Hodgkin found immense success during his career as a painter and printmaker. Known for his bright, abstract works, he had his first solo show in 1962. In 2006 he had a major retrospective at Tate Britain. He was knighted for his services to art in 1992 and later appointed as a Companion of Honour by the Queen. He won the Turner Prize, one of the most prestigious awards in British art.
His works are difficult to describe. It’s much easier – and more pleasurable – to simply look at them. His paintings are generally abstract, but with figurative elements. They are colourful, affective and undeniably emotive. He was influenced by many of the great modern artists: Matisse, in particular, explaining, “I wouldn’t be the painter I am if Matisse had never existed. I think he’s so great because he realised that when he was painting pictures, he was making things.” The New American Painting, a 1959 exhibition at Tate, was another major influence, exposing him to the work of Pollock, Rothko and Newman.
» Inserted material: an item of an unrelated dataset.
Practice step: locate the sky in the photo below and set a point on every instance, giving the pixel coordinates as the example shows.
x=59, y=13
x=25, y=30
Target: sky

Despite this, he often worked on a small scale, creating intimate works contrary to the Abstract Expressionists domineering, mural-sized pieces.
Hodgkin rarely spoke openly about his sexuality. In a 2009 interview with The Independent, he describes the pain of marrying,despite knowing that he was gay. In 2006, the same paper listed him at number 44 in their Pink List, the 101 most influential LGBT+ people in Britain, citing his “acutely atmospheric paintings [which] are often distillations of personal memories.” He climbed four places the following year and remained in the list for several more years.
Still, sexuality wasn’t entirely absent from his practice. In 1991, he collaborated with writer Susan Sontag to illustrate her story The Way We Live Now, a response to the AIDS crisis. These works were still abstract but carried weight with their poetry rather than overt politics. “Hodgkin’s paintings are always about love and loss,” explained Jonathon Jones. “Two themes that Aids made starkly political.”
A major exhibition of Hodgkin’s work, the first to focus on his portraiture, opens at the National Portrait Gallery later this month.